Lense- focal point, diagram position of image

[alicia113]

ok so here is the quesiton..

An object is loacted 3.5 cm from the optical centre of a lens. The lense produces an image of magnification that is +0.667 the size of the object

a) is this lens a diverging or converging lens? explain

b) Find the position of the image and the focal length of the lens using the magnification equation and the thin lens equation

c) make a diagram of the situation, showing the axis of symmetry and the prinicple axis of the lens, its optical centre itrs principle focal points and the positions of the object and image

Work

a) diverging lens (dont know why really but ill google it)

b) M=3.5/? = +0.667

So it would end up being 3.5/0.667 = 5.24? Am I correct?

and i can't get anything else please help!

 

[alicia113]

The lens is a diverging lens, because the image it creates is smaller in size than the object and is upright (indicated by positive magnification, which happens with a diverging lens. With a converging lens, this reduction in size would only happen when the image becomes inverted, giving a negative magnification.

The thin lens equation is 1/O + 1/I = 1/f

O - distance from of object
I - distance from image

f - focal length
We'll use that later.The magnification, M = -I/O

Therefore, 0.667 = -I/3.5

-I = 2.3345

I = -2.3345 cm

Distance of image from lens = 2.3345 cm

The image is 2.3345 cm in front of the lens, since diverging lenses' images are always in front of them.

As for the focal length, using the thin lens equation from before:

1/3 + -1/2.3345 = 1/f

Through algebraic manipulation, f = -10.52 cm

Therefore, the focal length of the lens is -10.52 cm.
Negative focal length confirms that the lens is a diverging lens.

MY UPDATED WORK IS IT CORRRECT?>!?

 

[alicia113]

FOR THE FOCAL LENGTH

i think i messed up...

should it be 1/3.5+ -1/2.3345 = 1/f

= -7.01

 

[ehild]

Your up-updated work is correct.

ehild

 

[Nickie]

a) Based on the information given, we can determine that the lens is a converging lens. This is because the image produced is larger than the object, indicating that the light rays are being brought together to form the image.

b) Using the magnification equation, we can solve for the focal length of the lens:

M = -i/o = +0.667
i/o = -0.667
i = -0.667o

Using the thin lens equation, we can solve for the focal length:

1/f = 1/o + 1/i
1/f = 1/3.5 + 1/(-0.667o)
1/f = 1/3.5 - 1.5/o
f = 3.5/2.5 - 1.5o/2.5
f = 1.4 - 0.6o

Substituting the value of i from the magnification equation into this equation, we get:

f = 1.4 - 0.6(-0.667o)
f = 1.4 + 0.4o

Therefore, the focal length of the lens is 1.4 + 0.4o.

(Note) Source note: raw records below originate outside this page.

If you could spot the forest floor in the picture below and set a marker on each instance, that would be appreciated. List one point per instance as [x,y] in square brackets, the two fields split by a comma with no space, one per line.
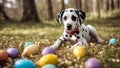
[15,34]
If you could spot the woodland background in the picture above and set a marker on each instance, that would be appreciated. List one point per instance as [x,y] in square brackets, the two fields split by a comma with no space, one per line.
[24,21]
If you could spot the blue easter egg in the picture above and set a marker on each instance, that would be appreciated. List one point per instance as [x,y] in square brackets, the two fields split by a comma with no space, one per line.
[24,63]
[28,44]
[49,66]
[113,41]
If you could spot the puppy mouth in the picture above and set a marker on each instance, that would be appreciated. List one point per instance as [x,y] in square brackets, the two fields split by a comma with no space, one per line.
[69,27]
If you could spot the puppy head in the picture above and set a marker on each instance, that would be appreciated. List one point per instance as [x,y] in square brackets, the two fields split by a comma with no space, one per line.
[71,18]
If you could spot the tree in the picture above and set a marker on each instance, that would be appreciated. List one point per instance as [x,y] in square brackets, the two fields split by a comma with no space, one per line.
[112,5]
[62,5]
[80,4]
[2,11]
[98,6]
[29,11]
[50,10]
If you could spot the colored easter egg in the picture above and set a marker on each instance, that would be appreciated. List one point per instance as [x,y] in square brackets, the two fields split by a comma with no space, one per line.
[3,55]
[48,50]
[49,66]
[93,63]
[30,50]
[79,51]
[48,59]
[113,41]
[24,63]
[28,44]
[13,52]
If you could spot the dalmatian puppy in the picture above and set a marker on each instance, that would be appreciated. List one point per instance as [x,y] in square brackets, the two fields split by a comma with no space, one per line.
[74,29]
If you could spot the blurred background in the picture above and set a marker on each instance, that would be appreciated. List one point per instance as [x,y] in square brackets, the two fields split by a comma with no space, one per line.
[34,20]
[37,10]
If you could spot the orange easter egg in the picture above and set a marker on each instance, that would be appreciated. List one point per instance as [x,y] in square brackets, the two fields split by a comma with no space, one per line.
[79,51]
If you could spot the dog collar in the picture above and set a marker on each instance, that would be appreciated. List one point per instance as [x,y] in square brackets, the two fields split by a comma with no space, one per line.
[72,32]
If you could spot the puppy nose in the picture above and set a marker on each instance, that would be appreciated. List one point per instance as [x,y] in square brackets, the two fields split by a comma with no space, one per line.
[69,26]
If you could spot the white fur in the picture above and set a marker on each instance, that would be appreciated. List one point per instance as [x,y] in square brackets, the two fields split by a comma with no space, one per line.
[85,32]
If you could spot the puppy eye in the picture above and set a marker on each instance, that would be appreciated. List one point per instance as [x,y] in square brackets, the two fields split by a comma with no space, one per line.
[73,18]
[65,17]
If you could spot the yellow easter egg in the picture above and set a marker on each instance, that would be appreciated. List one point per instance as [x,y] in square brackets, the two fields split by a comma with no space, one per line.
[48,59]
[79,51]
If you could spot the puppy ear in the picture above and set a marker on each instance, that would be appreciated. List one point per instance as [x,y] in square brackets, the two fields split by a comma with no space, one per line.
[59,17]
[81,15]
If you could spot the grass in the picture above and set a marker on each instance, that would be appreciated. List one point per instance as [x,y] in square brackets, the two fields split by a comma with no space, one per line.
[15,34]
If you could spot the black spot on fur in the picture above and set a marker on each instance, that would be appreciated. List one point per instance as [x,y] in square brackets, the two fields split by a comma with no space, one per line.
[70,35]
[73,18]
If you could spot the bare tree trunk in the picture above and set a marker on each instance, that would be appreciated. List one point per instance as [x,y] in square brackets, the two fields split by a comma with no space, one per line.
[86,6]
[50,10]
[76,4]
[62,5]
[98,5]
[118,4]
[29,11]
[112,5]
[2,11]
[94,8]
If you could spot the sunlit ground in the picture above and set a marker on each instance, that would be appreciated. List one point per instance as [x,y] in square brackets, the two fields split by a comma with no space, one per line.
[15,34]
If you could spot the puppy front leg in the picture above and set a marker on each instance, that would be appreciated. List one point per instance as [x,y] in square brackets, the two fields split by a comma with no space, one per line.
[58,42]
[81,41]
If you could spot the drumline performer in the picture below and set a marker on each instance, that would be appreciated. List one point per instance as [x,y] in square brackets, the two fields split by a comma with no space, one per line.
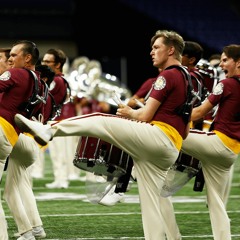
[218,149]
[153,157]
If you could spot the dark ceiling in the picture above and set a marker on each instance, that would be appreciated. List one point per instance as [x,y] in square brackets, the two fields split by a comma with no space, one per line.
[119,31]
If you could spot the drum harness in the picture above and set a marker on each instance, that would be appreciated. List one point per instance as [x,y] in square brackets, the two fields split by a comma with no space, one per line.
[34,100]
[56,109]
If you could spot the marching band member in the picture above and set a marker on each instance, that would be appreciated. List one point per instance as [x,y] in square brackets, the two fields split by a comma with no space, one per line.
[151,135]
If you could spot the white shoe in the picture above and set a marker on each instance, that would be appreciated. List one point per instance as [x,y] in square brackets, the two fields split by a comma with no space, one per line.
[27,236]
[41,132]
[73,177]
[112,198]
[57,185]
[38,232]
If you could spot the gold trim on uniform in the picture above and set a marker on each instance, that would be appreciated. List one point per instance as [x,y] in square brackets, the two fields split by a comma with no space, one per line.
[218,89]
[9,131]
[5,76]
[231,143]
[171,132]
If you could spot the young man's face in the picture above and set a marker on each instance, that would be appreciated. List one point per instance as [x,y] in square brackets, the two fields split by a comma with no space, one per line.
[4,63]
[17,58]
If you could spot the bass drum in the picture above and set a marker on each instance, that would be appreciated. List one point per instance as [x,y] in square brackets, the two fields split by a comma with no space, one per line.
[101,158]
[106,163]
[183,170]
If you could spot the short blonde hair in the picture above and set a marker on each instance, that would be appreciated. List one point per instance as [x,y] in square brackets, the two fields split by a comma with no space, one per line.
[171,38]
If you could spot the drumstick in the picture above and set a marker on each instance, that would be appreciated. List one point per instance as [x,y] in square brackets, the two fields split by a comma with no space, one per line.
[116,99]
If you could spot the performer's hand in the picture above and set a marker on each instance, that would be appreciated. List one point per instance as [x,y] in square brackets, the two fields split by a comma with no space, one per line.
[124,111]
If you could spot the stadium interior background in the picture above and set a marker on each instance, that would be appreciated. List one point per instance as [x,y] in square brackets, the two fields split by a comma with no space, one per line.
[118,32]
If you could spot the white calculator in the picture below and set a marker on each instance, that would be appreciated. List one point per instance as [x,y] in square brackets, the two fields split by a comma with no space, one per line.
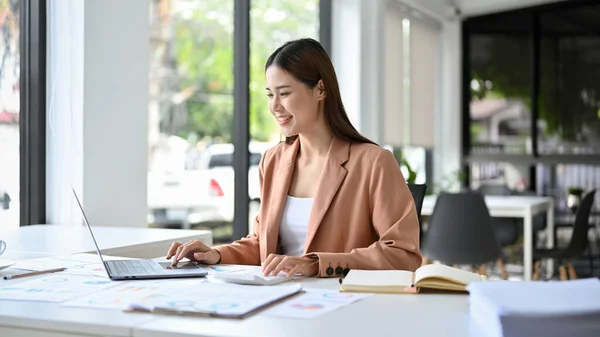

c) Please see the attached diagram for a visual representation of the situation described. The axis of symmetry is the line passing through the centre of the lens and perpendicular to its surface. The principal axis of the lens is the line passing through the centre of the lens and its principal focal points. The optical centre is the point where the axis of symmetry and the principal axis meet. The object is located 3.5 cm from the optical centre and the image is located at a distance of -0.667 times the object distance. The principal focal points are located 1.4 + 0.4o units away from the optical centre.

I hope this helps! Let me know if you have any further questions.